Licochalcone A (Lico A), a
flavonoid found in licorice root (Glycyrrhiza glabra), is known for its antimicrobial activity and its reported ability to inhibit
cancer cell proliferation. In the present study, we found that Lico A exerted potent anti-inflammatory effects in in vitro and in vivo models induced by
lipopolysaccharide (LPS). The concentrations of TNF-α,
interleukin (IL)-6, and IL-1β in the culture supernatants of RAW 264.7 cells were determined at different time points following LPS administration. LPS (0.5 mg/kg) was instilled intranasally (i.n.) in
phosphate-buffered saline to induce
acute lung injury, and 24 h after LPS was given, bronchoalveolar lavage fluid was obtained to measure pro-inflammatory mediator and total cell counts. The phosphorylation of
mitogen-activated protein kinases (MAPKs) and nuclear factor-κB (NF-κB) p65
protein was analyzed by Western blotting.
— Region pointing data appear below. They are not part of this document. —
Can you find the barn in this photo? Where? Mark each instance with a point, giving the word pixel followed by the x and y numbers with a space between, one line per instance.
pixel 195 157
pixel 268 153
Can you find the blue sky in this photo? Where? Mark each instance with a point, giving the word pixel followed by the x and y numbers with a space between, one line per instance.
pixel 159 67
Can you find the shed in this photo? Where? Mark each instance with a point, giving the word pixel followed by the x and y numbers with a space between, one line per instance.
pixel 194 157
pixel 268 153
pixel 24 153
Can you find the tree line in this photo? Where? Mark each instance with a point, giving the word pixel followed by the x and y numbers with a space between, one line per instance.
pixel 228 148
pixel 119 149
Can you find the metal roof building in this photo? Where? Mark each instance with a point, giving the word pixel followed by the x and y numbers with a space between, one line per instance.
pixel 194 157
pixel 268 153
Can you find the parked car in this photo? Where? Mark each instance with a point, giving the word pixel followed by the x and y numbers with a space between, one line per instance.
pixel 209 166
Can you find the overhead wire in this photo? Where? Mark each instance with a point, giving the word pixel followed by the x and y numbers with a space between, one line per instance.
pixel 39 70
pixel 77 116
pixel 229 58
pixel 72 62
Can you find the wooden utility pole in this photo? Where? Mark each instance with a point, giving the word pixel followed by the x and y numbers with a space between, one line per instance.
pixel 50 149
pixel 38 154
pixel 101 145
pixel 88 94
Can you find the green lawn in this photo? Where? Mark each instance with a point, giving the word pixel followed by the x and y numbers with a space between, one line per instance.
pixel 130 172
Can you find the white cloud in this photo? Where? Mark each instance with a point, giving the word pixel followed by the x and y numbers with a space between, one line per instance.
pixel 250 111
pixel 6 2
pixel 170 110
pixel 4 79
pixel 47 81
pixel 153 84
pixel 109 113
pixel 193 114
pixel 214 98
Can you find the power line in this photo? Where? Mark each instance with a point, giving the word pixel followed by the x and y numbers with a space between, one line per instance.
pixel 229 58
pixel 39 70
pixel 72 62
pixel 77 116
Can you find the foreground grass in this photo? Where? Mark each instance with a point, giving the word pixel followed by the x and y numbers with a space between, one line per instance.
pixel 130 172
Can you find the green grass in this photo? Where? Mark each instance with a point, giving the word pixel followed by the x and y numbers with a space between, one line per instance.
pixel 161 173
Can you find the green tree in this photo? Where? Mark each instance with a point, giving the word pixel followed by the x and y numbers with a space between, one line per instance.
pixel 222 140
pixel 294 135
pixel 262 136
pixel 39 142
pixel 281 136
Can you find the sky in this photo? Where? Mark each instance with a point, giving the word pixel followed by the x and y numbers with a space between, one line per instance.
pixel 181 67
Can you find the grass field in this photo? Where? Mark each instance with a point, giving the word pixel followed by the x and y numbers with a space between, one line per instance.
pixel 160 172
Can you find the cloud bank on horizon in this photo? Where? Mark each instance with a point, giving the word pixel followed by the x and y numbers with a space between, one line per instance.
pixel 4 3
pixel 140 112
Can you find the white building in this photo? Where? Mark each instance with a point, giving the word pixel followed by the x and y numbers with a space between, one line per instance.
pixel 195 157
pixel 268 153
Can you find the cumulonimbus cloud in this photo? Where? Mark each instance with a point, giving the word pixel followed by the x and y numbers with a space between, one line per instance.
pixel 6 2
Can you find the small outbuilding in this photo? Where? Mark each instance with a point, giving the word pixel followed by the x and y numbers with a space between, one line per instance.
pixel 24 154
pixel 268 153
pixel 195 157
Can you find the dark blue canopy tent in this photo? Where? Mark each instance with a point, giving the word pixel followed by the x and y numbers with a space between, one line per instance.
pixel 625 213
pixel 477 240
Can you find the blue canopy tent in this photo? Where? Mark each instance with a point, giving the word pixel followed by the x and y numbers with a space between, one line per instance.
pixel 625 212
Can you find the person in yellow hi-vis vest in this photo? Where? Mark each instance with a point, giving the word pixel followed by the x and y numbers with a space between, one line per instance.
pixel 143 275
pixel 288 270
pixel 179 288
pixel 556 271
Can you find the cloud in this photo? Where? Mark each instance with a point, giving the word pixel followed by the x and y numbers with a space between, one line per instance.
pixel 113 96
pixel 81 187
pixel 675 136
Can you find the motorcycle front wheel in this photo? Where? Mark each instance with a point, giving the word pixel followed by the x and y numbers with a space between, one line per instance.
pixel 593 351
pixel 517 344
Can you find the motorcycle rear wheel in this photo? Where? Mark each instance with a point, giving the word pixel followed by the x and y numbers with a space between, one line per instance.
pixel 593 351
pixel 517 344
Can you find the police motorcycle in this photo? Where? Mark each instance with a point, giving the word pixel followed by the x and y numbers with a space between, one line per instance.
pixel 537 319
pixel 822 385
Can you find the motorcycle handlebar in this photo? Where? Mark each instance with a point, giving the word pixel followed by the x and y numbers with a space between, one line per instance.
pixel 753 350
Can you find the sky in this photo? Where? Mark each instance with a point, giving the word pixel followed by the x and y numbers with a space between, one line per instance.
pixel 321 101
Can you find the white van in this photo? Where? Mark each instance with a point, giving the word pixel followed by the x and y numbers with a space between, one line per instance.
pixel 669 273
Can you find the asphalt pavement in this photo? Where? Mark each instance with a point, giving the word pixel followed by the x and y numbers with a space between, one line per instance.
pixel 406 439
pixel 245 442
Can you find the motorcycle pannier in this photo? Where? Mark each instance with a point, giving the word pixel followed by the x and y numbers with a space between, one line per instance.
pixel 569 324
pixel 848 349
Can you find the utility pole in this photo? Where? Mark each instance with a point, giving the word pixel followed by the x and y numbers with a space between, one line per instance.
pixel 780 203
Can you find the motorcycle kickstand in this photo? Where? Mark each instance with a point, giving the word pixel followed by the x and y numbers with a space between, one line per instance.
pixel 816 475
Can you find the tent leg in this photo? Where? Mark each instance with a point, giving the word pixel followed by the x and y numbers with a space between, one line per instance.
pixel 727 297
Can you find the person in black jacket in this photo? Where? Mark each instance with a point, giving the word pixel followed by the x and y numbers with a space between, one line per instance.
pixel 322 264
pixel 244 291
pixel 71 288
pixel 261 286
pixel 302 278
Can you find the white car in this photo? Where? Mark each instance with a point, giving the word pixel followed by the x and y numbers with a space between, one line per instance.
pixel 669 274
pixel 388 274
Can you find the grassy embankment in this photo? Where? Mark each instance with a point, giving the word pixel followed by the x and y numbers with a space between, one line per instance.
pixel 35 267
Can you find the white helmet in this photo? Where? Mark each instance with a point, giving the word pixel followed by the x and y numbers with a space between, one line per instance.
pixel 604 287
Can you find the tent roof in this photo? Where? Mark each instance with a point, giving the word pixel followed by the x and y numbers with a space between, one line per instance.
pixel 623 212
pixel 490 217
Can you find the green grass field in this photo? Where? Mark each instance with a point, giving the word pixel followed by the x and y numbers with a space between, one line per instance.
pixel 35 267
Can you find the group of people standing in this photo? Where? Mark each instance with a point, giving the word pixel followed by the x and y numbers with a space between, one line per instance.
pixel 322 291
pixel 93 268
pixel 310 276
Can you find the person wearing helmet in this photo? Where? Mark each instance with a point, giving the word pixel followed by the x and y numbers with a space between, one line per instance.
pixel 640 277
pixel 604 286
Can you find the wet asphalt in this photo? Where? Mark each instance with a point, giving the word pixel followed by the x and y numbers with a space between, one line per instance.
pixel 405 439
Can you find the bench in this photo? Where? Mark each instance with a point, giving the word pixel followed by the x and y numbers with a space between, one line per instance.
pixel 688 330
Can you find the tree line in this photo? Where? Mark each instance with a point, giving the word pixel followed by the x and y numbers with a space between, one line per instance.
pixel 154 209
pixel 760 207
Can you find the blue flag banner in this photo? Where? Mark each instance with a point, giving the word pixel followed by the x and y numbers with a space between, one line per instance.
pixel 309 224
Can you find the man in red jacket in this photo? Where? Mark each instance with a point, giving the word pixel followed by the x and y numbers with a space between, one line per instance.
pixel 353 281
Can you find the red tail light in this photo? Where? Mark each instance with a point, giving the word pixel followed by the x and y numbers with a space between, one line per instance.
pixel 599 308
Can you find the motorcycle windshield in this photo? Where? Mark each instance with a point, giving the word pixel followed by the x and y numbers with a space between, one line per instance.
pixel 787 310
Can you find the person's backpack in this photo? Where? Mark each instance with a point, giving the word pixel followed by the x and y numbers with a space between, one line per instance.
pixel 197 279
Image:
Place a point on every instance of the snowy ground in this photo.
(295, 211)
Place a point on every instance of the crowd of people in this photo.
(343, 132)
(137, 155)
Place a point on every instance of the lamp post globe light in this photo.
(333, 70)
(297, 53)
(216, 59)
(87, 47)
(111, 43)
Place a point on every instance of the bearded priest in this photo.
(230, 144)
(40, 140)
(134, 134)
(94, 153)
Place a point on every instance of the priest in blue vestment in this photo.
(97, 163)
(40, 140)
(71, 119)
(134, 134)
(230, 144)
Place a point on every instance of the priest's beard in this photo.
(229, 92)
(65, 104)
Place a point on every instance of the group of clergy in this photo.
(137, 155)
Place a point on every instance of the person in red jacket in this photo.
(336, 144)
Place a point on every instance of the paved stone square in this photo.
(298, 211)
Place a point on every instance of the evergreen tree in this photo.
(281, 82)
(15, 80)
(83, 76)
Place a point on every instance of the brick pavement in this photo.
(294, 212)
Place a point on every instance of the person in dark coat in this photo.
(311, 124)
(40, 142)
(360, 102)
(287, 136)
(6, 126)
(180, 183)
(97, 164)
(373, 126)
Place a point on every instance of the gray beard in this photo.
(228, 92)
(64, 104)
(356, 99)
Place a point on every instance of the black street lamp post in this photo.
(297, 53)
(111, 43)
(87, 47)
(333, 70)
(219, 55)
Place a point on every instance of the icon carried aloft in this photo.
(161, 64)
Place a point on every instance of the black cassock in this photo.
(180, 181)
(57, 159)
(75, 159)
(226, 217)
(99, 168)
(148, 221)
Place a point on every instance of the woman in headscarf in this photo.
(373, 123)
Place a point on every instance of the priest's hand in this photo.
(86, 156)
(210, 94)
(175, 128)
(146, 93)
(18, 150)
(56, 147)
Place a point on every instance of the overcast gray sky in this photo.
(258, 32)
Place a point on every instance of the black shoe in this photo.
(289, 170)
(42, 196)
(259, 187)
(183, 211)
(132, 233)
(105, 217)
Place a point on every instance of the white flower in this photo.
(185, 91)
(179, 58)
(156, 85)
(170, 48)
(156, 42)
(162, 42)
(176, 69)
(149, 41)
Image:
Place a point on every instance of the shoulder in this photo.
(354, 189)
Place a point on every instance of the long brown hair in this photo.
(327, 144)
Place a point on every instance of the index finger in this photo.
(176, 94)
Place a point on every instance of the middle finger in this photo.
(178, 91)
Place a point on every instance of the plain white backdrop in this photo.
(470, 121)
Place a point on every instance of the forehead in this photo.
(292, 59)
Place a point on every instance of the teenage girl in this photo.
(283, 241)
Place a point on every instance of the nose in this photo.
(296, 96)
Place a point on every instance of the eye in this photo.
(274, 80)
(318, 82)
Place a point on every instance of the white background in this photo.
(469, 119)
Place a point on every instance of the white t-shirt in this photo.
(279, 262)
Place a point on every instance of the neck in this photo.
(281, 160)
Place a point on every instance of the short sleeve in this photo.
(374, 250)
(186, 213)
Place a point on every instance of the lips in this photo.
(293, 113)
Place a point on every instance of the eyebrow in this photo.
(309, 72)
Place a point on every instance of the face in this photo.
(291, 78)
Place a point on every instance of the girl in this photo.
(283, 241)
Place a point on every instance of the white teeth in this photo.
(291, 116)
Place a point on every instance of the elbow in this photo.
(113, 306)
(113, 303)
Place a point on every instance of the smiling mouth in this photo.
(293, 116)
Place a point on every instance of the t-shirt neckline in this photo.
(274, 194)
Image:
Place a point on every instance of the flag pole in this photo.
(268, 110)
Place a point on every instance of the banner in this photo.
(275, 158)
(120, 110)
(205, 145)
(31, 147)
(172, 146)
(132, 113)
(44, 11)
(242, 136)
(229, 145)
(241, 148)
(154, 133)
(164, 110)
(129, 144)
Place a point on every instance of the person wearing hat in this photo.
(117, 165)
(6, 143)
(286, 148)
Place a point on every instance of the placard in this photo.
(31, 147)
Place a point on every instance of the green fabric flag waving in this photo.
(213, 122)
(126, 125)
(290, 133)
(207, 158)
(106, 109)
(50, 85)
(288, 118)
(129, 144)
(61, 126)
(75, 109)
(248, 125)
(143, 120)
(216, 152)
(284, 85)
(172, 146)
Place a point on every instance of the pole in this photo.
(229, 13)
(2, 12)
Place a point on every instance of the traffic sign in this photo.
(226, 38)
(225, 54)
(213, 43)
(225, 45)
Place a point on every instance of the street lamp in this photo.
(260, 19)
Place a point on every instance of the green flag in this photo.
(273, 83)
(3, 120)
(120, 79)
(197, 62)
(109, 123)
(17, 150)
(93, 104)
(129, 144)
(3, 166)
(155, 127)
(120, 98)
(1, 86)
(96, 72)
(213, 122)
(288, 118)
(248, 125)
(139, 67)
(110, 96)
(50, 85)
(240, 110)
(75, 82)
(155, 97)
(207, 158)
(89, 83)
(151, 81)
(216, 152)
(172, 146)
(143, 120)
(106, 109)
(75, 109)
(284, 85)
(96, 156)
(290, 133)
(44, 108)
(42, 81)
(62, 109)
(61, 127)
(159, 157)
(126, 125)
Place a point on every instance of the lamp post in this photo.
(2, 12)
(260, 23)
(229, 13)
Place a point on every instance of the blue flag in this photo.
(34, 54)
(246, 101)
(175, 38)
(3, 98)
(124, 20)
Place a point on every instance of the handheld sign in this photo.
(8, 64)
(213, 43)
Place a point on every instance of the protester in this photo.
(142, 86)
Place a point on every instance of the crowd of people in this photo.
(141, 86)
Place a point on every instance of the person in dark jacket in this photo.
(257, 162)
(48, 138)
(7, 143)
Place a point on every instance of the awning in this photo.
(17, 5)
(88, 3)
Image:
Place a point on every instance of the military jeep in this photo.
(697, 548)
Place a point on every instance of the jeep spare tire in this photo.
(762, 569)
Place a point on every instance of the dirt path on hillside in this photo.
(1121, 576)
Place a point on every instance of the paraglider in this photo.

Our results showed that Lico A significantly reduced the amount of inflammatory cells, the
lung wet-to-dry weight (W/D) ratio,
protein leakage, and
myeloperoxidase activity and enhances
oxidase dimutase activity in mice with LPS-induced
acute lung injury (ALI).
Enzyme-linked
immunosorbent assay results indicated that Lico A can significantly down-regulate TNF-α,
IL-6, and IL-1β levels in vitro and in vivo, and treatment with Lico A significantly attenuated alveolar wall thickening, alveolar
hemorrhage, interstitial
edema, and inflammatory cells infiltration in mice with ALI. In addition, we further demonstrated that Lico A exerts an anti-
inflammation effect in an in vivo model of
acute lung injury through suppression of NF-κB activation and p38/ERK MAPK signaling in a dose-dependent manner.